Stop Providing Food for Local Wildlife
By Chris Williams on October 15, 2013.
We’ve had a problem with raccoons for years. We’ve trapped and removed several of them, but in a matter of months we have raccoons again. Do you think it’s the same raccoons returning or are they new ones? And why do they like our yard so much?
I doubt if it’s the same raccoons, but that may depend on how far away they are being released. It’s more likely that new raccoons are moving in to fill the void because your yard is, as you already know, a desirable place for raccoons. You need to figure out why.
We refer to raccoons and other animals like squirrels or bats as nuisance wildlife…when they’re where we don’t want them to be. Like other pests, nuisance wildlife look for food, water, and shelter. If raccoons or other animals have become pests around a property, we can assume that they are finding at least one, and probably all three, of these needs on that property.
Trapping and removing wildlife is an important first step, but if conditions at the site don’t change, pest animals will return. If you can eliminate or change available food, water, or shelter, the site becomes less desirable for the pest animals. This approach to nuisance wildlife control is known as habitat modification and it can be used alone or as part of a more comprehensive animal control/removal program.
You need to know the feeding and denning or nesting habits of the animal causing the problem so that you can track its movements on the property and determine what needs to be changed. At Colonial, our animal control technicians do just that. We have trained technicians that specialize in nuisance wildlife control. They are licensed in humane animal trapping and can advise customers on steps to take to make their property animal-proof.

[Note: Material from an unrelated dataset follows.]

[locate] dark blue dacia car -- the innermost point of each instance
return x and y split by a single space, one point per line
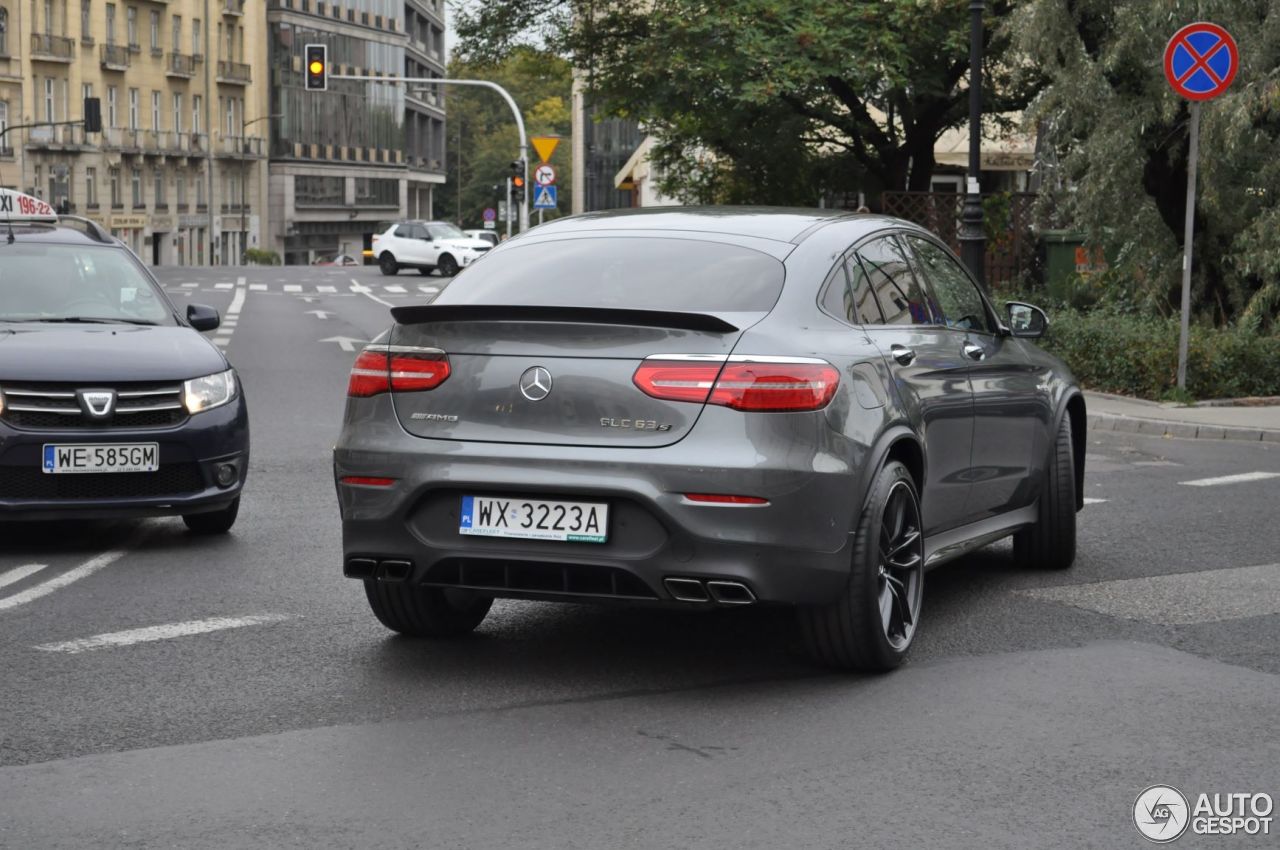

“Home” is Where They Feed You!
Some habitat modifications can be labor intensive, but others are quite simple. A good start would be to eliminate non-natural food sources in your yard that might be attracting raccoons and other animals.
1) Manage your garbage
Animal-proof your garbage cans by using secure lids, attaching cans to a post, or keeping containers indoors or in a protected location. Don’t leave trash out all night. Put garbage cans out right before they are to be collected in the morning. Clean and repair garbage cans often.
2) Secure pet food and bird seed
Feed pets indoors. Any pet food left outdoors should be brought in overnight. Use bird feeders that have a seed catch tray beneath and install them on sturdy, non-climbable poles or use a guard below the feeder. Clean up excess seed on the ground frequently. Store pet food and bird seed in strong containers in protected areas.
3) Clean up your yard
Clean up fruits and vegetables that end up on the ground. Rake up and remove nuts that fall from trees. Remove pet feces daily (other animals do eat this). Eliminate pools of standing water and empty containers holding rainwater.